Archive for December, 2009

Twitter Off

Twitter page

I just don’t understand the logic of Twitter’s website. It’s almost as if it’s designed to be as confusing as possible, which given how little non-tweet content is there is really a rather remarkable achievement.

There are lots of bad design choices, but the one which annoys me most is this: actually sending a tweet from it is surprisingly hard to do, if you end up on your profile page rather than your home page – which I always do, since I visit the site by going to my own twitter feed page (by say following one of the links on this blog, which unsurprisingly go to the failoption feed, rather than the general Twitter home page).

So I log in and there’s a list of my past tweets, but how do I write a new one?  I get the page shown here. Yes, I know “That’s you!” but why can’t I type here and write a tweet?

And what the heck is this strange thing?

twitterdetail

It actually says “Lists” on it in most browsers, but in Google Chrome it is almost entirely blank, a fact which I only just discovered whilst writing this.  I’ve been wondering about that odd design for a month! So Twitter don’t test in Google Chrome, apparently. Oh well.

Anyway, if you view your own Twitter feed page then perhaps the main reason you’d choose to log in is to write a tweet. It’s kind of the point of the service.  But not, apparently, the point if you’re the Twitter website designers. You really can’t do it from this page, which is where you stay after logging on.

So I am logged in but how can I tweet? It seems logical to me that I’m already on my ‘home’ page so I click on the ‘Profile’ text from the Twitter menu at the top, but that doesn’t help because I end up where I already am.  So eventually I click the seemingly irrelevant ‘Home’ menu option instead and… wait, this is not the Twitter home page!  This is now a page where I can write my tweet. Phew.

What great design. Fail!

Amazon needs a Doctor

You’d have thought by now that Amazon.com would understand how to parse people’s names. They probably have hundreds of millions of them on record, so you’d think they’d understand which bits are which.

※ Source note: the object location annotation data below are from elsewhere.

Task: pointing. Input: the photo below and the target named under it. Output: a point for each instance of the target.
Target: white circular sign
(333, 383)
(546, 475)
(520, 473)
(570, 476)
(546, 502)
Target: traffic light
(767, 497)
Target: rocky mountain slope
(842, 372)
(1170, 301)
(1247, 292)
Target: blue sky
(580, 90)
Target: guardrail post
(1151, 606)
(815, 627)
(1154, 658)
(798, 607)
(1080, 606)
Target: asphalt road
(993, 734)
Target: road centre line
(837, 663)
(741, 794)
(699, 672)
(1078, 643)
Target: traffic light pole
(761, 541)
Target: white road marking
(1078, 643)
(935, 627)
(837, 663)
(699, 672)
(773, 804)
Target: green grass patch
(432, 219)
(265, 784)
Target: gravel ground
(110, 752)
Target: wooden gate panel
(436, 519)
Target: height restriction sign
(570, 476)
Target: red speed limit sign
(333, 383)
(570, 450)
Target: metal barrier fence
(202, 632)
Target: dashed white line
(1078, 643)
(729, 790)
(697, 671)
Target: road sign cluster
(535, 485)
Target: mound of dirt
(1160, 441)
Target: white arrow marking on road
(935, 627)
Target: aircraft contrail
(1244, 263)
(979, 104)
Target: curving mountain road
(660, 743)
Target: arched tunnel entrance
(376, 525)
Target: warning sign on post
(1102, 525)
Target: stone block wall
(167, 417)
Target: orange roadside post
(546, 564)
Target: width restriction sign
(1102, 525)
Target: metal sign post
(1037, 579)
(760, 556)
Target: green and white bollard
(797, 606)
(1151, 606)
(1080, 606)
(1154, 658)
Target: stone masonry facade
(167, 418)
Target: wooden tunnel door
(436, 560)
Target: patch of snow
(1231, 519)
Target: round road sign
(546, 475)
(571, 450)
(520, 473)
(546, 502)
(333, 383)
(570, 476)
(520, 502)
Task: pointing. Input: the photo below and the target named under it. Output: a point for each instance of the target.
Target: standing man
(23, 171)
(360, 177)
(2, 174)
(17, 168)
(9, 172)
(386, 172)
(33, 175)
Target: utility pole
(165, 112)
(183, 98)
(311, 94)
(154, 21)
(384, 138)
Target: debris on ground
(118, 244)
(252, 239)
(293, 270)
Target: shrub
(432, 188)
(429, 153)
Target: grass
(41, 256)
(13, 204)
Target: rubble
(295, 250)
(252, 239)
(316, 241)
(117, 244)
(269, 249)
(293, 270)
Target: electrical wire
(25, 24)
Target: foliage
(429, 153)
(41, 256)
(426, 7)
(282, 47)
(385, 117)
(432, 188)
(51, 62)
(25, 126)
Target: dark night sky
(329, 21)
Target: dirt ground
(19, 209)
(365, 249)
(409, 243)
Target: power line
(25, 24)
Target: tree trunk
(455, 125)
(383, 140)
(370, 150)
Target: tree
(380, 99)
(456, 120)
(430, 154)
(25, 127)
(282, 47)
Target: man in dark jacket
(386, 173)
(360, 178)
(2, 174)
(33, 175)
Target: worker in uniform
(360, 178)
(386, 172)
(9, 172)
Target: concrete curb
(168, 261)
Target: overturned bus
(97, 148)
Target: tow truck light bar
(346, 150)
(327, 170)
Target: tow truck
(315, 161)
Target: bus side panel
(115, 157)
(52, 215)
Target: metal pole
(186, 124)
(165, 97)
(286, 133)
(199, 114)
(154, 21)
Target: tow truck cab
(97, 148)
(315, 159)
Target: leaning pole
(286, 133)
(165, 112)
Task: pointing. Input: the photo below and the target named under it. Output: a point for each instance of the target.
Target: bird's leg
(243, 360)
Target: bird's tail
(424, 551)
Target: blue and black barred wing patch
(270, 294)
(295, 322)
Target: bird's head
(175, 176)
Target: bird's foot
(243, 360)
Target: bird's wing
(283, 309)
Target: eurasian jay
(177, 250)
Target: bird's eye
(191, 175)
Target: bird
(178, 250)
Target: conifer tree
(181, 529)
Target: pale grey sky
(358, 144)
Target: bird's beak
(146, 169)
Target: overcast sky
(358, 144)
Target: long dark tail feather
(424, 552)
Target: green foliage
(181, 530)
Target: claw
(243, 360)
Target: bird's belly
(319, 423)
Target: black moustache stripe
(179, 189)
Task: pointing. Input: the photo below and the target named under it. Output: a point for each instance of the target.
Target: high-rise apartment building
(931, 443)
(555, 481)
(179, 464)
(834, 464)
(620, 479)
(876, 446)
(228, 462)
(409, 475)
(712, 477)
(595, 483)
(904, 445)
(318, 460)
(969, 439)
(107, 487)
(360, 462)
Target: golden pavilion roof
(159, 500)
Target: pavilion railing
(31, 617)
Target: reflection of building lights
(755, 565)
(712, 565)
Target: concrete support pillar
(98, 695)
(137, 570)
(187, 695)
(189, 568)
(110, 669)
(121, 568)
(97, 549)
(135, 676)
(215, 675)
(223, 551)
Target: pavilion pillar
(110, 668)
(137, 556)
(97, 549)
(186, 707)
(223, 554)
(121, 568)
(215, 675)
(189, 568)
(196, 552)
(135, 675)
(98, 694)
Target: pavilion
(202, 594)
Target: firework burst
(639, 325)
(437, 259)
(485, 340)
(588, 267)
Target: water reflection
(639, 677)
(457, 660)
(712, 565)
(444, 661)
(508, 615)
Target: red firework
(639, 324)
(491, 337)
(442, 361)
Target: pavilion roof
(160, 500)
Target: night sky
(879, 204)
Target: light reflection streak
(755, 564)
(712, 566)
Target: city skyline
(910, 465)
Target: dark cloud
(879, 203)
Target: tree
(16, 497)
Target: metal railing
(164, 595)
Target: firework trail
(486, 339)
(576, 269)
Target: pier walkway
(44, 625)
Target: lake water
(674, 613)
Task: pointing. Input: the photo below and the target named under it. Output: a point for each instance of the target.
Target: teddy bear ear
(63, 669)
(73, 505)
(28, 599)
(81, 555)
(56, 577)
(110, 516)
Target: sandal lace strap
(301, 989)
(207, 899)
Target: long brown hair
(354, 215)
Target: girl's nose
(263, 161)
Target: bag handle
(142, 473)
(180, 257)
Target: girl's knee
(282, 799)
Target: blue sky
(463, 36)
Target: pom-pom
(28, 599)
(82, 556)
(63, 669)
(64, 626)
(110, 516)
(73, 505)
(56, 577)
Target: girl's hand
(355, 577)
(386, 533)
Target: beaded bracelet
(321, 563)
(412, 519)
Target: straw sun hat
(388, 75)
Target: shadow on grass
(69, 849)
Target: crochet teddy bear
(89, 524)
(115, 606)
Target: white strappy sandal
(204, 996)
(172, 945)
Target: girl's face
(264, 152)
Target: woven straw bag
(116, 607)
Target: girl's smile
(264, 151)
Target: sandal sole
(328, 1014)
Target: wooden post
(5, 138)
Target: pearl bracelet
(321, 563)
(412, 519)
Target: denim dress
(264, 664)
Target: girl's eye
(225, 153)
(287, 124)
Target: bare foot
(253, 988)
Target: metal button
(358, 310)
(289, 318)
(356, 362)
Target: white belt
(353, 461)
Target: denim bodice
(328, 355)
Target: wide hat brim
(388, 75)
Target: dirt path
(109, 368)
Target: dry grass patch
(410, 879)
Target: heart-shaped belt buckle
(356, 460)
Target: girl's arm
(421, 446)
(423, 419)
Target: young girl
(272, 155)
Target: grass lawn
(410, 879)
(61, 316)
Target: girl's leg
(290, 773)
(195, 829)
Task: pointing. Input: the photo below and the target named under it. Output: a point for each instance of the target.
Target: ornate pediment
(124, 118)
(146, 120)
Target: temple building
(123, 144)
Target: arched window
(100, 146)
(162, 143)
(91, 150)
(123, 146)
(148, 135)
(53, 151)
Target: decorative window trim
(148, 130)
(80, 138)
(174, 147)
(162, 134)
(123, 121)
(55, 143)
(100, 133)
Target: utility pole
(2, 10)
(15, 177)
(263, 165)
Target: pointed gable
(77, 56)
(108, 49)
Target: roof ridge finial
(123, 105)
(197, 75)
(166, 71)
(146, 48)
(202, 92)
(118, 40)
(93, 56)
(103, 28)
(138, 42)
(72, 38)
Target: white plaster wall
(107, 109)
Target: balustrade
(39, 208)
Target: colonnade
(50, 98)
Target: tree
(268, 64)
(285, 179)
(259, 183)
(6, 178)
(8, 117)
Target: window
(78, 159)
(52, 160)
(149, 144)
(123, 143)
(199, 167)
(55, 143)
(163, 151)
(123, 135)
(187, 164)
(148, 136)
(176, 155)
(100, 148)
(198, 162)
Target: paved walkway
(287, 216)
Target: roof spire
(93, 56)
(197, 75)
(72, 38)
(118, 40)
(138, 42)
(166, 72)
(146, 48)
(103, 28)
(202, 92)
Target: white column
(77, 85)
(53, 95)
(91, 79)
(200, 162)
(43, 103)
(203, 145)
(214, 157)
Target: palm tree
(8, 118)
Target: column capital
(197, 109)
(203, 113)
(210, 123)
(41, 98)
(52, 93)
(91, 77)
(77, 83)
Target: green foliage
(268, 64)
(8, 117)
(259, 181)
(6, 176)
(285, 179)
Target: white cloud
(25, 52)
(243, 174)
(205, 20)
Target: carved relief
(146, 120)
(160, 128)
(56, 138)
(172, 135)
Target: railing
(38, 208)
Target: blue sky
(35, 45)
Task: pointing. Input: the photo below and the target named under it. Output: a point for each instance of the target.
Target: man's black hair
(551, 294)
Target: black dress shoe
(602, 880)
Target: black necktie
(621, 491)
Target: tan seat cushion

But no. Today I’m looking at Amazon’s Gold Box Deals page on Amazon.com and what do I see?  This:

amazonQuickPick

Oh. Dear. Amazon thinks my title, Dr, is my first name. I only typed that in in the first place to match my credit card details!

Fail!

Welcome to your Dell laptop (and hello Synaptics too)

There is so much good material that it’s hard to know where to start.  If you’ve come across a tech fail then let me know.   But I have to start somewhere.  So let’s pick Dell.

Now you’d think that after so many years of practice Dell would have got this laptop lark down to a tee, but no. They haven’t. There’s just so many ways to fail, so why not go for a load of them? Let’s start at the beginning.

A new, top of the range laptop from Dell arrived for me recently. Unfortunately they forgot a few little bits when they shipped it. Like installing a driver for the built-in track pad.

But it’s an easy mistake? Who wants to move the pointer around the screen nowadays? Isn’t touch the next big thing? Still, you’d have thought installing the software that let the touchpad be configured would be kind of useful, but nope. You need to find that on the website (or the mislabelled CDs they include).

My poor track pad

So that’s done, and now I can for example press both track pad buttons together to simulate a third mouse button and close tabs. But wait – why can’t I use those scroll pad regions that are drawn on the track pad? Surely they’re not just decorative? And what has happened to all the dragging and corner press shortcuts I had on my old Dell laptop? I know they’ve been invented, so where have they gone?

Apparently the relevant Dell track pad drivers – once you find them – do not support the features which are actually drawn on the track pad itself! So off I go, and find the reference Synaptics drivers – they’re the people who made the pad after all. And now, after more installation, I have a working track pad, with all the little short cuts I’ve used for years on my other Dell laptops.

But wait! Now I don’t have any short cut for a third mouse button. And I use this all the time for shutting browser tabs. How do I enable this? Short answer: you can’t. You either pick Dell’s driver and lose the clever bits, or pick Synaptic and lose the double button press shortcut. Isn’t that pathetic? Haven’t both of these companies had long enough to work out what they’re doing?

Fail.

Broken, and that’s that

Doesn’t it bother you when you come across something that has the potential to be great but simply isn’t, because of laziness or incompetence or both; when you come across things that are important to you but to the company you’re dealing with you’re just an inconvenience; when you find companies who take the fail option.

It’s time to take note. Welcome to FailOption.com.